De plus en plus de femmes talentueuses sont choisies pour intervenir dans des dossiers délicats, voir médiatiques et montent au front pour assurer la défense de leurs clients. Nous négocions, nous débattons, nous allons en prison, nous plaidons dans les cours d’assises. D’immenses avocates deviennent ainsi le modèle d’étudiantes et de jeunes avocates qui, j’en suis certaine, prendront un jour prochain le relais. Je ne peux que m’en réjouir moi qui n’avait, il y a 20 ans, que des modèles masculins.
Et pourtant…
« Et ça porte quoi sous sa robe une petite avocate ? » – entendu il y a 15 jours lors d’un dîner.

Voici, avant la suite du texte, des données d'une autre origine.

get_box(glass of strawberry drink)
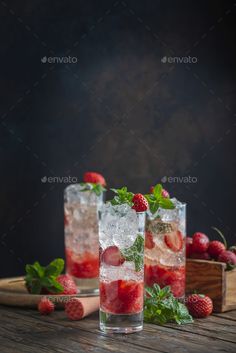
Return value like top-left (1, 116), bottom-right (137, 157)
top-left (145, 184), bottom-right (186, 299)
top-left (99, 189), bottom-right (146, 333)
top-left (64, 173), bottom-right (105, 295)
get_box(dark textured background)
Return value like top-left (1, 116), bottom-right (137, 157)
top-left (0, 0), bottom-right (236, 276)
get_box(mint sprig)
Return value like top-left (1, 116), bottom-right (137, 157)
top-left (25, 259), bottom-right (64, 294)
top-left (145, 184), bottom-right (175, 214)
top-left (121, 234), bottom-right (144, 272)
top-left (144, 284), bottom-right (193, 325)
top-left (110, 186), bottom-right (134, 206)
top-left (80, 183), bottom-right (106, 196)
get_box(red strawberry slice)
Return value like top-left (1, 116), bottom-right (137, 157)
top-left (101, 245), bottom-right (125, 266)
top-left (164, 230), bottom-right (184, 252)
top-left (145, 232), bottom-right (155, 249)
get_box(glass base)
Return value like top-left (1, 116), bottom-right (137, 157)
top-left (72, 276), bottom-right (99, 296)
top-left (100, 310), bottom-right (143, 333)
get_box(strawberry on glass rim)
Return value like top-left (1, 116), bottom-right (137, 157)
top-left (83, 172), bottom-right (106, 187)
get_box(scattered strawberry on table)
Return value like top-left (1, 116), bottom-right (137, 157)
top-left (38, 297), bottom-right (55, 315)
top-left (186, 227), bottom-right (236, 270)
top-left (186, 294), bottom-right (213, 318)
top-left (25, 259), bottom-right (77, 295)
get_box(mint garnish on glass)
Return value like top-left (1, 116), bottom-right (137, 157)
top-left (110, 186), bottom-right (134, 206)
top-left (145, 184), bottom-right (175, 214)
top-left (144, 284), bottom-right (193, 325)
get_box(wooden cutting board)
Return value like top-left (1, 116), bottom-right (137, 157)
top-left (0, 277), bottom-right (91, 308)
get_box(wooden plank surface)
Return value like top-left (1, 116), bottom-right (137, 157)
top-left (0, 306), bottom-right (236, 353)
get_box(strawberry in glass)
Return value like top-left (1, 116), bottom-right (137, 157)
top-left (64, 172), bottom-right (106, 294)
top-left (144, 184), bottom-right (186, 298)
top-left (99, 187), bottom-right (148, 333)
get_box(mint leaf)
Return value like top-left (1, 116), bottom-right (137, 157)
top-left (110, 186), bottom-right (134, 206)
top-left (145, 184), bottom-right (175, 214)
top-left (121, 234), bottom-right (144, 272)
top-left (25, 259), bottom-right (64, 294)
top-left (144, 284), bottom-right (193, 325)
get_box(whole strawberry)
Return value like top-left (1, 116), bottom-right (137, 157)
top-left (161, 189), bottom-right (170, 199)
top-left (186, 294), bottom-right (213, 318)
top-left (83, 172), bottom-right (106, 186)
top-left (55, 275), bottom-right (78, 295)
top-left (217, 250), bottom-right (236, 269)
top-left (229, 245), bottom-right (236, 255)
top-left (132, 194), bottom-right (148, 212)
top-left (192, 232), bottom-right (209, 253)
top-left (190, 251), bottom-right (211, 260)
top-left (207, 240), bottom-right (226, 260)
top-left (185, 237), bottom-right (193, 257)
top-left (150, 186), bottom-right (170, 198)
top-left (38, 297), bottom-right (55, 315)
top-left (65, 298), bottom-right (84, 320)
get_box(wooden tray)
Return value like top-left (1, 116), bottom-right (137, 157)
top-left (0, 277), bottom-right (93, 308)
top-left (186, 259), bottom-right (236, 312)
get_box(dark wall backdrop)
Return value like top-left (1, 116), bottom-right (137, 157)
top-left (0, 0), bottom-right (236, 276)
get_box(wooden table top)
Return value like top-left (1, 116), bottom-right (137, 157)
top-left (0, 306), bottom-right (236, 353)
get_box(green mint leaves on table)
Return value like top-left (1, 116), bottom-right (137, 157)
top-left (80, 183), bottom-right (106, 196)
top-left (145, 184), bottom-right (175, 214)
top-left (110, 186), bottom-right (134, 206)
top-left (25, 259), bottom-right (64, 294)
top-left (121, 234), bottom-right (144, 272)
top-left (144, 284), bottom-right (193, 325)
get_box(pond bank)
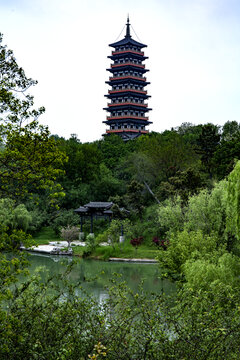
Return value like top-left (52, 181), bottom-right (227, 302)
top-left (21, 241), bottom-right (157, 264)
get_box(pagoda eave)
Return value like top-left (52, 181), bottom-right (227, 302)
top-left (103, 118), bottom-right (152, 126)
top-left (104, 90), bottom-right (151, 99)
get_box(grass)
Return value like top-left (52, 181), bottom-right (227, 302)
top-left (90, 240), bottom-right (158, 260)
top-left (33, 227), bottom-right (159, 260)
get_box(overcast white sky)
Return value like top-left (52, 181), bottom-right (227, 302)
top-left (0, 0), bottom-right (240, 142)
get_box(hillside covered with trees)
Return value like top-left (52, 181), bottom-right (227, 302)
top-left (0, 33), bottom-right (240, 360)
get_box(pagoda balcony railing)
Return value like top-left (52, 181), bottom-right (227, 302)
top-left (107, 115), bottom-right (148, 121)
top-left (109, 75), bottom-right (147, 81)
top-left (108, 102), bottom-right (148, 107)
top-left (108, 87), bottom-right (147, 94)
top-left (111, 62), bottom-right (145, 69)
top-left (106, 129), bottom-right (149, 134)
top-left (112, 49), bottom-right (144, 56)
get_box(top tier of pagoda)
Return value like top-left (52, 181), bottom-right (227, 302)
top-left (104, 18), bottom-right (151, 140)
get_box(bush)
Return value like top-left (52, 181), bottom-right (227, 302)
top-left (51, 210), bottom-right (80, 235)
top-left (158, 230), bottom-right (217, 278)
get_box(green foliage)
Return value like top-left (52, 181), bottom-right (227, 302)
top-left (0, 35), bottom-right (65, 205)
top-left (106, 219), bottom-right (131, 247)
top-left (185, 181), bottom-right (226, 240)
top-left (183, 253), bottom-right (240, 291)
top-left (157, 196), bottom-right (185, 232)
top-left (51, 209), bottom-right (80, 235)
top-left (227, 161), bottom-right (240, 241)
top-left (197, 123), bottom-right (220, 176)
top-left (0, 269), bottom-right (240, 360)
top-left (0, 199), bottom-right (32, 232)
top-left (158, 230), bottom-right (217, 279)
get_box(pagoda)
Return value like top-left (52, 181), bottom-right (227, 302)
top-left (103, 18), bottom-right (152, 141)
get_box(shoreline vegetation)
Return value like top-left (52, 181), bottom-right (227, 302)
top-left (0, 34), bottom-right (240, 360)
top-left (33, 227), bottom-right (158, 261)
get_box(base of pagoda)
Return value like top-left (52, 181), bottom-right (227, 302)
top-left (103, 129), bottom-right (149, 141)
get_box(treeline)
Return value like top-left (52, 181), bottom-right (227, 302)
top-left (0, 32), bottom-right (240, 360)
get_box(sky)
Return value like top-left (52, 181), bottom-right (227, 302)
top-left (0, 0), bottom-right (240, 142)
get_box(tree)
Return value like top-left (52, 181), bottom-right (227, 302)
top-left (221, 120), bottom-right (240, 141)
top-left (0, 35), bottom-right (65, 204)
top-left (226, 161), bottom-right (240, 242)
top-left (197, 123), bottom-right (220, 177)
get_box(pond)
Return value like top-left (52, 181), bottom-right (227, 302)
top-left (26, 253), bottom-right (175, 301)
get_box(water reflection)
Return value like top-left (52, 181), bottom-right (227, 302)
top-left (29, 254), bottom-right (175, 302)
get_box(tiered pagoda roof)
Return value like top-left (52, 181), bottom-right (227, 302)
top-left (104, 18), bottom-right (151, 140)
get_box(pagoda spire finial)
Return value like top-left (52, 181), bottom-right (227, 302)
top-left (125, 15), bottom-right (131, 38)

« Tu l’as eu comment ce client dis-moi c’est bizarre qu’il t’ait choisie ? » – entendu il y a 2 mois au tribunal.
« Ah, vous venez de Paris rien que pour lui ? » – entendu en début de semaine en audience.

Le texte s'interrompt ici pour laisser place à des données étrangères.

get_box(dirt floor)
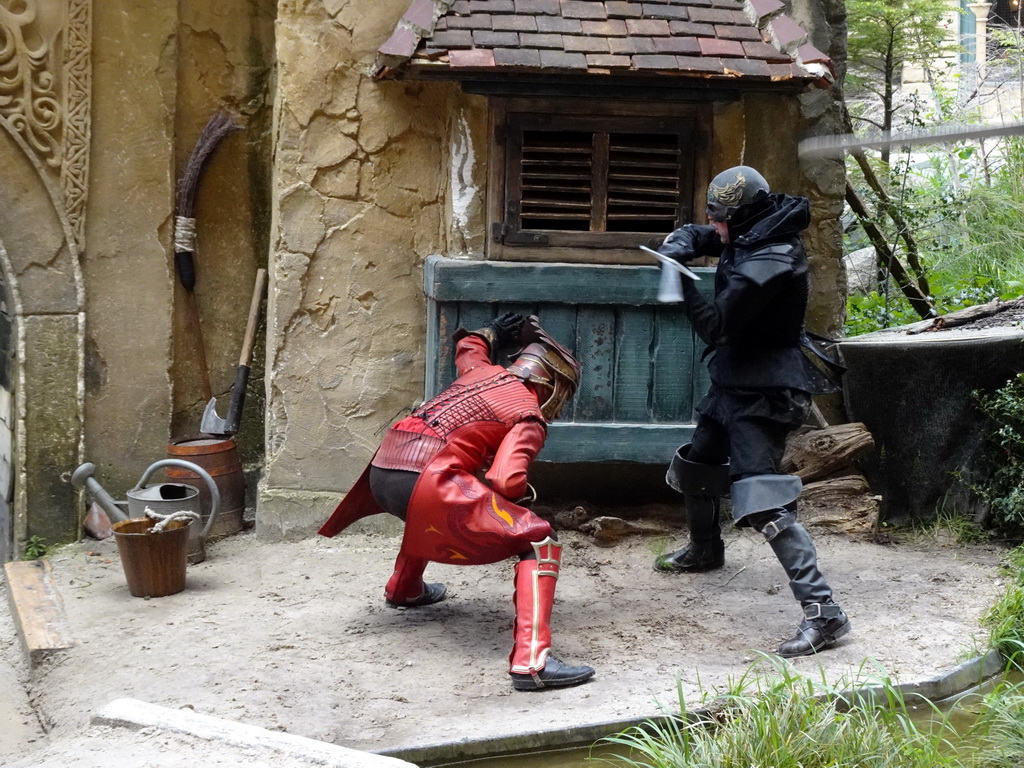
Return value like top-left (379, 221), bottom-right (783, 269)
top-left (0, 507), bottom-right (1004, 765)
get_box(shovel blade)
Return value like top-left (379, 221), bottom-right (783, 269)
top-left (199, 397), bottom-right (234, 435)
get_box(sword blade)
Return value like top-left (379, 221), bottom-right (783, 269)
top-left (798, 122), bottom-right (1024, 158)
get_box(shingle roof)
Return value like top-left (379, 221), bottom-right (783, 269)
top-left (372, 0), bottom-right (833, 87)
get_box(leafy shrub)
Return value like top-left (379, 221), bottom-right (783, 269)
top-left (974, 373), bottom-right (1024, 537)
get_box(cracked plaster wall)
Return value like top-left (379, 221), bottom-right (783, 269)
top-left (257, 0), bottom-right (482, 538)
top-left (257, 0), bottom-right (842, 539)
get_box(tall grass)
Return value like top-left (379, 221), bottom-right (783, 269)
top-left (599, 656), bottom-right (966, 768)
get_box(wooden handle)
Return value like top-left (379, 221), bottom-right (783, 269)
top-left (239, 268), bottom-right (266, 366)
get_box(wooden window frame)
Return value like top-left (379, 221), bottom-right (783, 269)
top-left (486, 98), bottom-right (711, 264)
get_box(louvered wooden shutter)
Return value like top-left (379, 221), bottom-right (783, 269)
top-left (500, 114), bottom-right (693, 248)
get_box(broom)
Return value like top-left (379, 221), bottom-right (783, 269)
top-left (174, 112), bottom-right (242, 400)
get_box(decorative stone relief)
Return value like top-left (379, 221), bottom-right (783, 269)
top-left (0, 0), bottom-right (92, 245)
top-left (60, 0), bottom-right (92, 249)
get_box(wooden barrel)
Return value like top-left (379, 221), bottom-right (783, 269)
top-left (164, 437), bottom-right (246, 541)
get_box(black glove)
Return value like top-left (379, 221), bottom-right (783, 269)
top-left (483, 312), bottom-right (522, 348)
top-left (657, 224), bottom-right (698, 264)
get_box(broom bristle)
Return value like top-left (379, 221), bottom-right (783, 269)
top-left (174, 112), bottom-right (242, 218)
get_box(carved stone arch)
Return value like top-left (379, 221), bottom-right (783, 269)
top-left (0, 118), bottom-right (84, 560)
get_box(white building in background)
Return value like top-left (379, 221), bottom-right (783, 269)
top-left (902, 0), bottom-right (1024, 123)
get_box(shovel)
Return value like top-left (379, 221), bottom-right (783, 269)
top-left (199, 269), bottom-right (266, 437)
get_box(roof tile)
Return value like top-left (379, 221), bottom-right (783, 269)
top-left (604, 0), bottom-right (643, 18)
top-left (490, 15), bottom-right (550, 32)
top-left (378, 0), bottom-right (815, 85)
top-left (561, 0), bottom-right (608, 18)
top-left (745, 0), bottom-right (785, 24)
top-left (608, 37), bottom-right (657, 53)
top-left (770, 16), bottom-right (807, 50)
top-left (430, 30), bottom-right (473, 48)
top-left (563, 35), bottom-right (609, 53)
top-left (690, 8), bottom-right (748, 24)
top-left (541, 50), bottom-right (587, 70)
top-left (473, 30), bottom-right (519, 48)
top-left (587, 53), bottom-right (633, 69)
top-left (697, 37), bottom-right (743, 58)
top-left (401, 0), bottom-right (434, 35)
top-left (669, 22), bottom-right (715, 37)
top-left (449, 48), bottom-right (495, 67)
top-left (742, 40), bottom-right (792, 62)
top-left (494, 48), bottom-right (541, 67)
top-left (515, 0), bottom-right (561, 16)
top-left (582, 18), bottom-right (628, 37)
top-left (535, 16), bottom-right (583, 35)
top-left (633, 54), bottom-right (678, 70)
top-left (654, 37), bottom-right (700, 55)
top-left (378, 26), bottom-right (422, 58)
top-left (797, 43), bottom-right (831, 63)
top-left (641, 3), bottom-right (690, 20)
top-left (626, 18), bottom-right (670, 37)
top-left (469, 0), bottom-right (515, 13)
top-left (519, 32), bottom-right (565, 50)
top-left (676, 56), bottom-right (725, 73)
top-left (725, 58), bottom-right (769, 78)
top-left (447, 13), bottom-right (490, 30)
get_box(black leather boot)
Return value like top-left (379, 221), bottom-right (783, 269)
top-left (512, 653), bottom-right (594, 690)
top-left (778, 603), bottom-right (853, 658)
top-left (385, 583), bottom-right (447, 608)
top-left (654, 496), bottom-right (725, 573)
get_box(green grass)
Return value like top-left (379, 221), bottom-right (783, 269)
top-left (598, 656), bottom-right (967, 768)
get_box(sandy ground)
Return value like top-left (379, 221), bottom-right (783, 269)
top-left (0, 512), bottom-right (1004, 765)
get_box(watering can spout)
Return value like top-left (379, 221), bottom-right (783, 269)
top-left (71, 462), bottom-right (128, 522)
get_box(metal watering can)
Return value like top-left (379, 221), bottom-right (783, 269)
top-left (71, 459), bottom-right (220, 564)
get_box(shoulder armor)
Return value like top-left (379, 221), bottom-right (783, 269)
top-left (732, 243), bottom-right (796, 286)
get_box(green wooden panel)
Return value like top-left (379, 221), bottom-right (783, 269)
top-left (574, 305), bottom-right (615, 422)
top-left (424, 256), bottom-right (715, 306)
top-left (651, 310), bottom-right (693, 422)
top-left (538, 422), bottom-right (693, 464)
top-left (424, 257), bottom-right (714, 463)
top-left (537, 304), bottom-right (579, 421)
top-left (613, 307), bottom-right (652, 422)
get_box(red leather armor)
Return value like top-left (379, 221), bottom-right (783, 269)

« Vous êtes la collaboratrice de quel avocat, Maître » – entendu l’année dernière à la cour d’assises.
Je ne m’en plains jamais. J’encaisse et je trace ma route depuis bientôt 14 ans.
Je pensais bêtement qu’arrivée à 40 ans, ce genre de commentaire cesserait avec l’apparition des premières rides sur mon visage, mais je me suis malheureusement trompée et pour tout vous dire, je commence à en avoir assez, et je pèse mes mots, de ces allusions méprisantes envers les avocates.
La coupe est pleine !
Récemment, j’ai vu l’interview d’une consœur ayant défendu des prévenus dans les dossiers d’émeutes. Elle faisait état de la sévérité des peines prononcées dans ses dossiers. J’aurai pu m’attendre à des commentaires sur le contenu de son intervention, mais voici ce que j’ai lu :
« Un jour, faudra qu’on parle de la relation entre les avocates et les jeunes délinquants ».

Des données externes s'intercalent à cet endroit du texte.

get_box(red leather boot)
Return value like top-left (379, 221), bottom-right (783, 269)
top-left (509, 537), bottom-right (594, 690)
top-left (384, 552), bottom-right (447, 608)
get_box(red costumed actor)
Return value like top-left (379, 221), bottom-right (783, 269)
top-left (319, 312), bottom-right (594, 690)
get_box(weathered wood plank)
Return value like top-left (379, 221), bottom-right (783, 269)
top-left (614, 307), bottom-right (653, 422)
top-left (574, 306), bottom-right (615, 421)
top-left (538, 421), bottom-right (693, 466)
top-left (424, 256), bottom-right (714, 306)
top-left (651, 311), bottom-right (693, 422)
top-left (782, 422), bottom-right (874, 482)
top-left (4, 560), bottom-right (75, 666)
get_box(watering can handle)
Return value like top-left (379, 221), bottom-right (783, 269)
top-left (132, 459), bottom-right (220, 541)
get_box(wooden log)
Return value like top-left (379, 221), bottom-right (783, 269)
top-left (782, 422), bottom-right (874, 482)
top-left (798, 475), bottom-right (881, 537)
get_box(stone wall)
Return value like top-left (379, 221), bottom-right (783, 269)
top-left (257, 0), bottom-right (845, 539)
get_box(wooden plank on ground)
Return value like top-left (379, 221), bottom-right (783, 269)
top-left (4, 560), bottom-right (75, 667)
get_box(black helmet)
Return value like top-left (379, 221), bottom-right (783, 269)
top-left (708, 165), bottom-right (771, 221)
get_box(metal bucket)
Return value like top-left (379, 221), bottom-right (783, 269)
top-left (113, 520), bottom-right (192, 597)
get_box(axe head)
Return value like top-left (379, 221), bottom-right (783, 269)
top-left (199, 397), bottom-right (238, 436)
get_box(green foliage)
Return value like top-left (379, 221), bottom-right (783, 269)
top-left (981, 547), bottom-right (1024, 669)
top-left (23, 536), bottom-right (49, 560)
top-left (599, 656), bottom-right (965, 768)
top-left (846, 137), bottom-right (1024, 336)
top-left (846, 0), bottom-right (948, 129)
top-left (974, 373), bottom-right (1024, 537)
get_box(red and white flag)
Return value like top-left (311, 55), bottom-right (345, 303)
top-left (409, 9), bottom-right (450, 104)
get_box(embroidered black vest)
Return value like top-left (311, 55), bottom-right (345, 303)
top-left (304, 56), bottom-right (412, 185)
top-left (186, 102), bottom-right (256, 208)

« Des relations aux parloirs, cameront brouillée à ce niveau-là »
« C’est compliqué de se coiffer devant une caméra ? »
« Des bandeuses de racailles »
« La relation est tarifée »
« Les badboys, ça a toujours excité les femmes, enfin pas mal… »
« Fantasme de façade : à la fin, elles se chopent un bon vieux blanc bien bourgeois quand il est l’heure de fonder une famille »
« Elles espèrent toutes rencontrer Jacques Mesrine et vivre l’aventure Bonnie and Clyde. Sortie de leur routine de bourgeoise blanche qui les presse pour vivre le grand frisson de l’interdit. Renforcer ce sentiment de supériorité d’être un white savior à l’avant-garde sociétal ».
Une avocate défend des prévenus et forcément, on s’interroge sur l’éventualité de relations intimes entre eux. Il faut être honnête : ces commentaires ne concernent jamais les avocats. Toujours les avocates.